Humanisation is not concealment. It is not an attempt to hide AI assistance. In this workflow, disclosure remained part of the author’s standard. Humanisation served a different purpose: to ensure that the final prose carried human judgement, authorial control and professional cadence.
AI prose often has visible weaknesses. It may become too symmetrical, too orderly, too repetitive, or too eager to explain. It may produce a sequence of balanced sentences that sound logical but feel lifeless. It may repeat a thesis until emphasis becomes overstatement.
The humanisation pass corrected those defects. It tightened cadence, reduced repetition, varied sentence rhythm, and removed the mechanical symmetry that had weakened earlier drafts. That mattered because the article itself argued for human authority over AI output. The prose had to enact the principle, not merely describe it.
A humanised draft is not a disguised AI draft. It is an AI-assisted text brought back under human discipline.
That distinction is central to ethical AI-supported authorship. Disclosure protects honesty. Humanisation protects quality. Neither replaces the other.
6. From Imperfect First Draft to Defined End-State
One of the most important lessons from the case is expectation management.
A first draft should not be treated as proof of success or failure. It is often diagnostic. It reveals weak structure, repetition, missing evidence, overstatement, unclear authority and source risk. The danger is not that Version 1 is imperfect. The danger is accepting it too early — or abandoning it too soon.
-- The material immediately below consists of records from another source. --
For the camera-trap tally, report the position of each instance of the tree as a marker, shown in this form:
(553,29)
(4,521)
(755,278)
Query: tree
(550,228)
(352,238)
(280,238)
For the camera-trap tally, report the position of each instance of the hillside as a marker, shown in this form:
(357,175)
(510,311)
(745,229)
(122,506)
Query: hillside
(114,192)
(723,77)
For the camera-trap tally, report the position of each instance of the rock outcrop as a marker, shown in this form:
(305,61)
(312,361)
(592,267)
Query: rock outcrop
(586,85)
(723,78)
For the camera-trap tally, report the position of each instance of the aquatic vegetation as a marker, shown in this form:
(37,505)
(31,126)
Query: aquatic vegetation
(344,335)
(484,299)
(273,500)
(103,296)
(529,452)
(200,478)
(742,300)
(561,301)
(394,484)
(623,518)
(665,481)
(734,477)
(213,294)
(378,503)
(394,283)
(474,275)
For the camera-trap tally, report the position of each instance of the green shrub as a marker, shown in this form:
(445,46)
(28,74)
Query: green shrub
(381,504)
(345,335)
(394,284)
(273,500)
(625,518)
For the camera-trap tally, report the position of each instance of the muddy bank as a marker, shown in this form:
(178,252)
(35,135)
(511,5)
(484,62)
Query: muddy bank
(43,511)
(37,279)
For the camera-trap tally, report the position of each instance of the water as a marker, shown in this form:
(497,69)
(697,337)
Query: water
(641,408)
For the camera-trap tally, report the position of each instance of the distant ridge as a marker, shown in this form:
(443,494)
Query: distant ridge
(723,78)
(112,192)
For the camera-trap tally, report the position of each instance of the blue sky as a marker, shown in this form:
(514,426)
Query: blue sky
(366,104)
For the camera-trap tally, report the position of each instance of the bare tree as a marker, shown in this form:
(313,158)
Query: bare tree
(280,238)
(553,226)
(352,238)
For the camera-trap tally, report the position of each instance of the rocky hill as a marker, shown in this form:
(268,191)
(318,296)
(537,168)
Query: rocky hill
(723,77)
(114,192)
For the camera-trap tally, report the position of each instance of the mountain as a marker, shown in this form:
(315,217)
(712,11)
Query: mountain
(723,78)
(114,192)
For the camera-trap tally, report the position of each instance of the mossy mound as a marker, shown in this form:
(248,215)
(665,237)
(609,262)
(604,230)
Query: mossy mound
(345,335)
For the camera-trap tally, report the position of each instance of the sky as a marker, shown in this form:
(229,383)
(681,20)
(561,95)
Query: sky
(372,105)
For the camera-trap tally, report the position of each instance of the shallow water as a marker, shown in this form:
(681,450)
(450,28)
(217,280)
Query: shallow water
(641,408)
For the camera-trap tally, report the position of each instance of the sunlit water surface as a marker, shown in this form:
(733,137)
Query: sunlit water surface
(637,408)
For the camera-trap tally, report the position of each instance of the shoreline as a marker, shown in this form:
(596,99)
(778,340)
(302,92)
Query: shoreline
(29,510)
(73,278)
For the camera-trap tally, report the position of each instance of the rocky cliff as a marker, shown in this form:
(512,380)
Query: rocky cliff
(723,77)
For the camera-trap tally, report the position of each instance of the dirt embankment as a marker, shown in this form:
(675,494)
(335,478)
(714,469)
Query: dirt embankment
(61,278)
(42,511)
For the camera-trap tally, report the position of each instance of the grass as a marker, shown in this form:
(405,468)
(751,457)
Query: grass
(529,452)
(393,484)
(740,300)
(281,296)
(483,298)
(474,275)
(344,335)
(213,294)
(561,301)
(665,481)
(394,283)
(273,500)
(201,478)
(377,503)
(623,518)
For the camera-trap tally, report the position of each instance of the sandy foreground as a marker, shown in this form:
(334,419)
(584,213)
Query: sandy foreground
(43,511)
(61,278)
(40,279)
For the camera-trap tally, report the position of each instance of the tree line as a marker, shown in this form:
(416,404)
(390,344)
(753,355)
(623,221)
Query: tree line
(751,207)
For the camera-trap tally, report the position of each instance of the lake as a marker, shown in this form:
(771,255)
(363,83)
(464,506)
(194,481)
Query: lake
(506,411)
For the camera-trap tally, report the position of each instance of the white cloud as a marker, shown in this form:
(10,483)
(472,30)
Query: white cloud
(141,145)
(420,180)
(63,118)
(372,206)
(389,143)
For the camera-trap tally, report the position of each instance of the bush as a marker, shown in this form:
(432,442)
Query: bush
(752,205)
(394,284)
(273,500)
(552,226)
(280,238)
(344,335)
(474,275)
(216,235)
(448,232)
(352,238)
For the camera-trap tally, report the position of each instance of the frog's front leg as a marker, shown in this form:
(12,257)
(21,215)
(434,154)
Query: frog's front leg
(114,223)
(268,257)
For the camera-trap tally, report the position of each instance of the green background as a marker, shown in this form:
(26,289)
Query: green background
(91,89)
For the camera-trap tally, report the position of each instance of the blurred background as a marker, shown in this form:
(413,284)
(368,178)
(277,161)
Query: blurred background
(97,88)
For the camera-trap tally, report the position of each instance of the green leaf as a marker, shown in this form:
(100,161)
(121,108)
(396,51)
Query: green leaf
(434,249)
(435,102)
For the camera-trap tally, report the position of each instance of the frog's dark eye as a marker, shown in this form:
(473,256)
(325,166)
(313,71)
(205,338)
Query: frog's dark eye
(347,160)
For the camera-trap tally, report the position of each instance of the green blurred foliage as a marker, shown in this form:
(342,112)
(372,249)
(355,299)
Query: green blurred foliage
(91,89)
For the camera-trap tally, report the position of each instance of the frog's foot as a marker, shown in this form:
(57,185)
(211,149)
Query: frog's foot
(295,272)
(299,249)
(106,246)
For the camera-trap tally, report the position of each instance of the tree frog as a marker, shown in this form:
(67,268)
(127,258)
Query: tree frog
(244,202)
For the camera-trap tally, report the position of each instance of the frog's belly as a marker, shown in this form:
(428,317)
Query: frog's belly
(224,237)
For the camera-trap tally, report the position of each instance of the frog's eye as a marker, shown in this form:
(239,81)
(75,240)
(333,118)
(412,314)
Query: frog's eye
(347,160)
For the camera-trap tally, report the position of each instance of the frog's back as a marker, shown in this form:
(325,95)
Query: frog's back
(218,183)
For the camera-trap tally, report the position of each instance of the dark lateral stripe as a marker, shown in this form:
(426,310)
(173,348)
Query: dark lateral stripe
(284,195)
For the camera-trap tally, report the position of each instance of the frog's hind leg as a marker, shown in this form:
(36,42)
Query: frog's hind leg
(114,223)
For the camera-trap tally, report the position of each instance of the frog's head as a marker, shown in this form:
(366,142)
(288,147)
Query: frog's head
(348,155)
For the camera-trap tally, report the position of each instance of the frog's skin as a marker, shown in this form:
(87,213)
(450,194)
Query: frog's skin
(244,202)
In this case, early versions were not good enough. That did not mean the project had no value. It meant the process required control.
The author’s end-state became explicit: a publication-quality article above 9/10, supported by integrity, reviewer feedback, source discipline and humanised prose. Once that standard was fixed, the workflow could be managed against it.
The development path became clear:
· recover the real facts;
· identify the actual defects;
· implement reviewer remarks narrowly;
· correct source errors;
· reduce repetition;
· humanise the prose;
· validate the final structure;
· reserve approval to the author.
That sequence changed the work. It moved the process from frustration to control.
The broader lesson is practical: do not discard a strong idea because the first AI-assisted version fails. Investigate the failure. Then decide whether the concept is worth developing. If it is, manage the process until the output reaches standard.
7. The Management Model
The case produces a reusable model for AI-assisted knowledge work:
Investigate → Diagnose → Constrain → Correct → Develop → Humanise → Validate → Authorise.
Investigation establishes the real facts. What was asked? What was produced? What changed? What failed?
Diagnosis identifies the failure mode. Was the problem task drift, source drift, authority confusion, repetition, weak structure, inflated claims, or poor cadence?
Constraint narrows the system’s freedom. The AI assistant must not expand the task unless authorised.
Correction implements the required changes. Reviewer remarks are followed directly, not used as permission for broader invention.
Development strengthens the work against a defined standard.
Humanisation restores authorial cadence, judgement and readability.
Validation checks accuracy, structure, completeness and source integrity.
Authorisation remains with the human decision-maker.
The model is deliberately simple. Its strength lies in sequence. AI output should not move directly from generation to publication. It must pass through controlled gates before it becomes consequence-bearing work.
In this case, the consequences were professional: credibility, reputation, authorship and publication integrity. Those consequences were sufficient to require management.
8. What the Case Teaches
This case offers several practical lessons for AI-assisted professional work.
AI must be managed, not merely prompted. A prompt can generate text. Management produces accountable output.
Facts must be recovered before revision begins. When the process becomes noisy, writing more may worsen the problem. The first task is to establish the actual state of the work.
Reviewer feedback must be implemented narrowly. A reviewer’s comment is not an invitation to rebuild the article. It is a guide to specific improvement.
Quality thresholds matter. “Good” is too vague. A defined standard prevents premature closure.
Human authority must remain explicit. AI can assist, but it cannot clear, approve or publish unless the human decision-maker explicitly grants that authority.
Humanisation is part of integrity. It shows that the final work has passed through human judgement, not merely machine production.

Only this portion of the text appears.